As a surgical oncologist, I was happy to serve without a break except for delayed breast reconstructions and prophylactic mastectomies in patients with mutations but without active cancer. It was hard to provide proper communication when both the patient’s and oncologist’s faces were behind masks, especially in cases of hearing impairment. The SPIKES protocol (setting, perception, information, knowledge, empathy, strategize) for delivering the news that a patient has cancer [6] has not addressed this aspect of pandemic circumstances.

I heard from the COVID-19 ward staff members about patients asking them to take off their masks, because the dying wanted to see human faces. I remember my friend’s mother, a cancer patient admitted to the COVID-19 ward after surgery, when her infection occurred. I remember our farewell and her being surrounded by team members dressed in protective uniforms, double masks, and goggles. She died the next day.

Poland became a front-line country when Russia invaded Ukraine in February 2022. Many cancer patients from Ukraine come to the Polish health service for treatment, which is guaranteed and free for war refugees. Given that we are all required to wear masks in outpatient clinics and wards, it can be hard to communicate not only because of the stress of delivering bad news but also because we do not speak a common language (although the mutual intelligibility of our Slavic languages reaches 32% for Ukrainian and 18% for Russian, the second mother tongue of 50% of Ukrainians, especially from the eastern part of their homeland). We need to think about better cancer education in these languages and encompassing screening as well.
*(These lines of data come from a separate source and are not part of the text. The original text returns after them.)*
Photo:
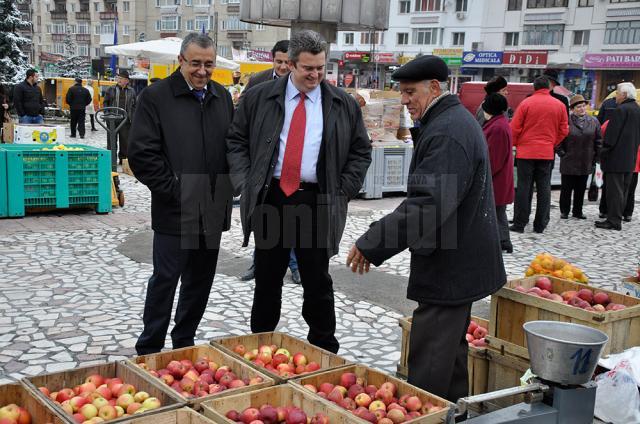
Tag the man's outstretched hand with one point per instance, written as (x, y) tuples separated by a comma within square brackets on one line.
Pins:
[(357, 261)]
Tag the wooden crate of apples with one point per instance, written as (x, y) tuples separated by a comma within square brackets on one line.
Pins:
[(547, 264), (109, 392), (375, 397), (555, 299), (282, 356), (199, 373), (283, 404), (19, 406)]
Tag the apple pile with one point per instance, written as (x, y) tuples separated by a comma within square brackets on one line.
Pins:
[(268, 414), (378, 405), (200, 378), (101, 399), (277, 360), (476, 334), (14, 414), (584, 298), (547, 264)]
The times they are a-changin’ [7], and we must be even more active in cancer education. Some people have abandoned secondary prevention examinations, and others have been afraid to enter crowded corridors before an examination. Some of them are still absent. Did anything happen since I haven’t come? they ask.

It is necessary to find them again and focus their attention, and cancer education is a tool for achieving these goals.